The son of former Maryland governor Marvin Mandel was indicted by a federal grand jury today on charges of conspiring to distribute narcotics, using forged prescriptions to obtain narcotics and distributing narcotics.

The eight-count indictment charges that Gary Steven Mandel, 40, a Baltimore lawyer, conspired with a Middle River, Md., woman, Katherine Ann Harris, to obtain physician prescriptions enabling him to acquire thousands of tablets of Dilaudid, a narcotic painkiller.

The indictment also charges that Mandel, a graduate of the University of Maryland law school, used prescriptions from physicians and forged prescription forms to obtain Dilaudid tablets from pharmacies in the Baltimore-Washington area.

Mandel and Harris "distributed quantities of these Dilaudid tablets to others in return for money and other consideration," the indictment charges.

Mandel's lawyer, Paul R. Kramer, said that his client "had become clinically addicted on Dilaudid" when he took the drug under a doctor's care after "a series of very painful back operations" during the late 1970s.
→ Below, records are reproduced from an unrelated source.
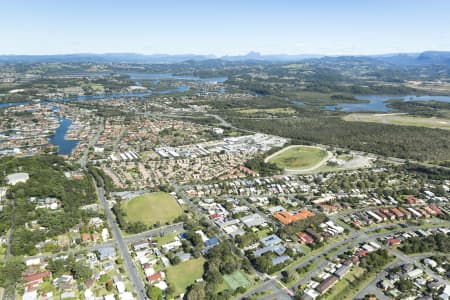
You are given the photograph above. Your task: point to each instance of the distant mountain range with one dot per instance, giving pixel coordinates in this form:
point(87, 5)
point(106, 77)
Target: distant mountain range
point(424, 58)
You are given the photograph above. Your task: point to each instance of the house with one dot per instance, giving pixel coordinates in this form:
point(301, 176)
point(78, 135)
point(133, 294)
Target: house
point(120, 286)
point(415, 273)
point(280, 259)
point(287, 218)
point(271, 240)
point(106, 253)
point(32, 281)
point(126, 296)
point(310, 294)
point(253, 220)
point(305, 238)
point(154, 277)
point(327, 284)
point(342, 271)
point(314, 235)
point(362, 253)
point(16, 178)
point(393, 242)
point(68, 295)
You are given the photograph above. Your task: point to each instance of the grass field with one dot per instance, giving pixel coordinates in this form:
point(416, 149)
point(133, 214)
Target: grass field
point(236, 279)
point(343, 289)
point(400, 119)
point(281, 110)
point(152, 208)
point(298, 157)
point(184, 274)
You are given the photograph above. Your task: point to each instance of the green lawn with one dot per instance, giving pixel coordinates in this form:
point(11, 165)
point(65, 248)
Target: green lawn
point(342, 289)
point(236, 279)
point(299, 157)
point(184, 274)
point(152, 208)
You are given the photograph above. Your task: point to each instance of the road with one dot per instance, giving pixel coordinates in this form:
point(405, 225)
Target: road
point(123, 248)
point(347, 243)
point(371, 288)
point(112, 243)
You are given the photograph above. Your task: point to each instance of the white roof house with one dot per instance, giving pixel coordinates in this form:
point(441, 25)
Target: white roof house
point(15, 178)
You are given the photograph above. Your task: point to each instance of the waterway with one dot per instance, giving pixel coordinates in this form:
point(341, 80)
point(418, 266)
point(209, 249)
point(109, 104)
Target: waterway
point(378, 102)
point(159, 76)
point(65, 147)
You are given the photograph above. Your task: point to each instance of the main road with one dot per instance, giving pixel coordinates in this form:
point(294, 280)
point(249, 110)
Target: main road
point(129, 265)
point(346, 244)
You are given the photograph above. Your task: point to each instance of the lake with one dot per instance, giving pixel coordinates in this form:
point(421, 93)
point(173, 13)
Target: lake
point(159, 76)
point(180, 89)
point(378, 102)
point(65, 147)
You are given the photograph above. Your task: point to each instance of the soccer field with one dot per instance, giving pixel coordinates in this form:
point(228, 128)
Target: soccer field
point(184, 274)
point(235, 280)
point(152, 208)
point(299, 157)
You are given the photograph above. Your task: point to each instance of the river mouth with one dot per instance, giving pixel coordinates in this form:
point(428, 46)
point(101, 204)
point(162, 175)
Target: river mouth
point(378, 103)
point(58, 139)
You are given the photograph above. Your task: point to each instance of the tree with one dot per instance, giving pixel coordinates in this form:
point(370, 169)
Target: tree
point(196, 292)
point(81, 271)
point(154, 293)
point(11, 272)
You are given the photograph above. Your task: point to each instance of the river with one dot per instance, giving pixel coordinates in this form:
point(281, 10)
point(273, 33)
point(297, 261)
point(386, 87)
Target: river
point(65, 147)
point(378, 102)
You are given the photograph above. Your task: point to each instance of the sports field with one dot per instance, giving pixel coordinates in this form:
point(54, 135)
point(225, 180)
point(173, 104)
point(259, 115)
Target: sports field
point(184, 274)
point(236, 279)
point(400, 119)
point(152, 208)
point(299, 157)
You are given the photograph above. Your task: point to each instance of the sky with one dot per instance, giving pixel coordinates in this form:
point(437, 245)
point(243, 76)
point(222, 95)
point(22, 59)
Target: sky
point(224, 27)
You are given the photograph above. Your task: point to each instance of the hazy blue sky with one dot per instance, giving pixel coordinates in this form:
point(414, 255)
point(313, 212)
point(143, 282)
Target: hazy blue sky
point(224, 27)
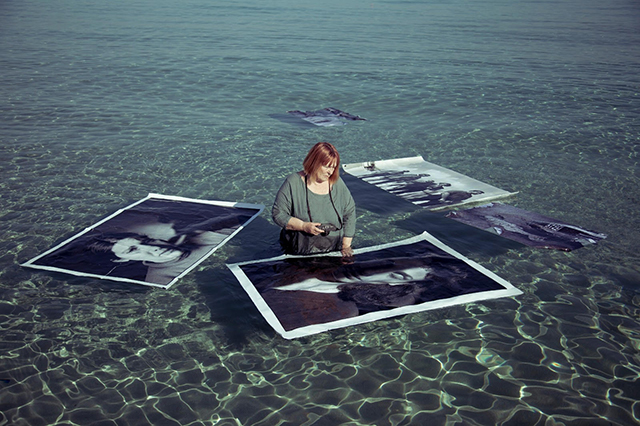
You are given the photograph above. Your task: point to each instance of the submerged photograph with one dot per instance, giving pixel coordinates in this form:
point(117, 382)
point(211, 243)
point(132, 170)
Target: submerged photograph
point(103, 103)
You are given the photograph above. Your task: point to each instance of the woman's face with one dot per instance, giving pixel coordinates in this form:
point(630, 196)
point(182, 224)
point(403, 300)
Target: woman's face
point(324, 172)
point(401, 276)
point(132, 249)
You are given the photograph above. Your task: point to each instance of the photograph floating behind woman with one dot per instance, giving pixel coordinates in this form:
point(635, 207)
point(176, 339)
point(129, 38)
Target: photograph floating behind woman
point(299, 296)
point(154, 241)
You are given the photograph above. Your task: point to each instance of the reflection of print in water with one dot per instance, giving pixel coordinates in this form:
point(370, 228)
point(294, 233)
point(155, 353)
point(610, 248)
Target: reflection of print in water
point(154, 241)
point(417, 188)
point(318, 290)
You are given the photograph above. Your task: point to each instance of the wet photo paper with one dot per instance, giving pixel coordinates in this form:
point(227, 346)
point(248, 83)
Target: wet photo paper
point(326, 117)
point(153, 242)
point(425, 184)
point(304, 295)
point(531, 229)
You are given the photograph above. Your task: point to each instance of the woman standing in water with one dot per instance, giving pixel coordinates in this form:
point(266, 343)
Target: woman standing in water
point(315, 208)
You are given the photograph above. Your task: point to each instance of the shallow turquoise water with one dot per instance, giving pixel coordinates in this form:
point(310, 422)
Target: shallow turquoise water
point(102, 103)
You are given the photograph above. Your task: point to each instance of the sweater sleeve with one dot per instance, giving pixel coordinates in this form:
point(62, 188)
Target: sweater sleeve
point(349, 211)
point(282, 210)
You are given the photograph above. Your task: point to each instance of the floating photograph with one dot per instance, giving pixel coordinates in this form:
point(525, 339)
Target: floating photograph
point(154, 241)
point(304, 295)
point(425, 184)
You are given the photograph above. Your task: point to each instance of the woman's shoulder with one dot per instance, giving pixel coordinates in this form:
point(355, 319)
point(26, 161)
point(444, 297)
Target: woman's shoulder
point(296, 178)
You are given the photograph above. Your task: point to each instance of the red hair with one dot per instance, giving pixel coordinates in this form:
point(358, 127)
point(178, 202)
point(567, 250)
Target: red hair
point(322, 154)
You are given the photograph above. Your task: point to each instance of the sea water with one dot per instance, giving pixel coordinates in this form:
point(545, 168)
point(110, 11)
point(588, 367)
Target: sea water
point(104, 102)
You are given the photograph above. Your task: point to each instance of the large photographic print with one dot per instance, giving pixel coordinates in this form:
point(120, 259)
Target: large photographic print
point(425, 184)
point(154, 241)
point(304, 295)
point(529, 228)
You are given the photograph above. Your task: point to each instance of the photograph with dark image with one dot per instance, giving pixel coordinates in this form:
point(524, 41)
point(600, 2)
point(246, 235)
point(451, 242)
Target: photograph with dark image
point(424, 184)
point(154, 241)
point(306, 295)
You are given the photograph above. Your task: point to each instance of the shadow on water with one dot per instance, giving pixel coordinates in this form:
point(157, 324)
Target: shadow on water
point(293, 121)
point(231, 308)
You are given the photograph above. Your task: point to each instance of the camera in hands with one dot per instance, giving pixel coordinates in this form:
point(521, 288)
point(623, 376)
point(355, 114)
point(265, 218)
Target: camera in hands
point(327, 228)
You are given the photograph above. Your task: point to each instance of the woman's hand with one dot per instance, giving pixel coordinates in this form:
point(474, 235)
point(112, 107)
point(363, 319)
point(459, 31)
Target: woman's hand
point(312, 228)
point(296, 224)
point(347, 250)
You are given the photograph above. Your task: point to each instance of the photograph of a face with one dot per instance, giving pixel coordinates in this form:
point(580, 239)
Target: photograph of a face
point(425, 184)
point(153, 242)
point(304, 295)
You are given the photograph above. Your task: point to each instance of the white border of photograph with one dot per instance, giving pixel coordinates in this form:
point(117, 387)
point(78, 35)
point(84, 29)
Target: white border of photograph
point(508, 291)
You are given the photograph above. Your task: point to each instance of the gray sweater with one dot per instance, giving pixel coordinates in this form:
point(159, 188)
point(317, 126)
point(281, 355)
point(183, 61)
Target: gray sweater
point(291, 201)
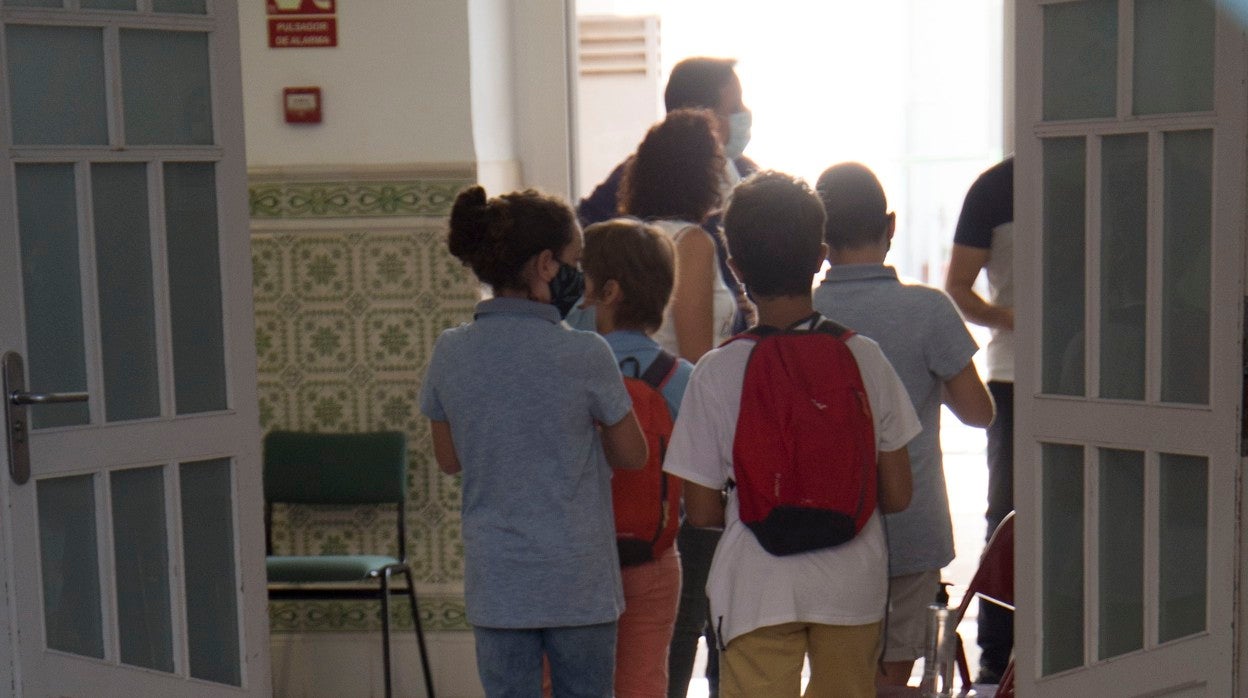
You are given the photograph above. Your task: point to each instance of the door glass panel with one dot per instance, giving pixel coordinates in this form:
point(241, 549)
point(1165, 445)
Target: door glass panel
point(70, 565)
point(1062, 550)
point(48, 227)
point(1173, 61)
point(1081, 59)
point(1186, 261)
point(107, 4)
point(209, 557)
point(56, 101)
point(124, 269)
point(1062, 239)
point(195, 286)
point(181, 6)
point(141, 553)
point(1121, 552)
point(165, 88)
point(1123, 265)
point(1184, 538)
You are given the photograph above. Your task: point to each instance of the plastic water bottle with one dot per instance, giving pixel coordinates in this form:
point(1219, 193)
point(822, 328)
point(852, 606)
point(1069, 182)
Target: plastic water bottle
point(939, 648)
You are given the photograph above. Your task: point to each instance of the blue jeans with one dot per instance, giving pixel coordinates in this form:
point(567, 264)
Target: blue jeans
point(582, 661)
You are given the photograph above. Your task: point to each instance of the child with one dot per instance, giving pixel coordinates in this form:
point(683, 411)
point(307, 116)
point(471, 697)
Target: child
point(771, 612)
point(926, 341)
point(513, 400)
point(629, 272)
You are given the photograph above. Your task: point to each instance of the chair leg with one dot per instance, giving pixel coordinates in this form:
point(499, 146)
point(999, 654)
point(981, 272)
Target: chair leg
point(1005, 689)
point(964, 669)
point(419, 633)
point(386, 629)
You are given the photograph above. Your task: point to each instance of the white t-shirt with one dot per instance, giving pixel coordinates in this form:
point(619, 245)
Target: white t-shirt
point(749, 587)
point(724, 305)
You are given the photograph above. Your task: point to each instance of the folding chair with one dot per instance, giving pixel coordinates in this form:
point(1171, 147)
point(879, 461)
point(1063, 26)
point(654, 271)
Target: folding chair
point(992, 581)
point(341, 470)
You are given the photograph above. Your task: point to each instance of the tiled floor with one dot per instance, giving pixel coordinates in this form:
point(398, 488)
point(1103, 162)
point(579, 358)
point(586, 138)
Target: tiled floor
point(967, 480)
"All medication he got was pursuant to authorization of his doctor, and he denies any sale or distribution of these pills," Kramer said. "They are gotten for his own addiction or his own needs."

Kramer, who termed the indictment "an unfortunate situation," described Harris as a "former friend" of Mandel.

Dilaudid, a highly addictive drug taken orally or injected, is a Schedule II narcotic under federal law, meaning that it is one of a class of drugs -- including morphine, opium, and Demerol -- that can be prescribed for medical purposes but that present the highest risk of abuse next to Schedule I narcotics, such as heroin, which are deemed to have no legitimate medical use.

The drug is commonly used by addicts as a substitute for heroin, and can have a street value of $40 for a 4-milligram tablet.

Mandel, contacted by telephone this afternoon at his law office, said he had not heard of the indictment and declined to comment on it.

The alleged conspiracy, according to the indictment, lasted from August 1982 through last September.

Besides the conspiracy count, the indictment charges Mandel with three counts of distribution of Dilaudid and four counts of using a forged prescription to obtain the drug.

The four forged prescriptions alleged in the indictment, dated between Aug. 19 and Sept. 12 and for a total of 118 tablets, were written on forms bearing the name of a Chevy Chase physician.

The maximum penalty for conspiring to distribute or distributing Dilaudid is 15 years in prison and a $25,000 fine. The maximum penalty for obtaining the drug by means of a forged prescription is four years in prison and a $30,000 fine.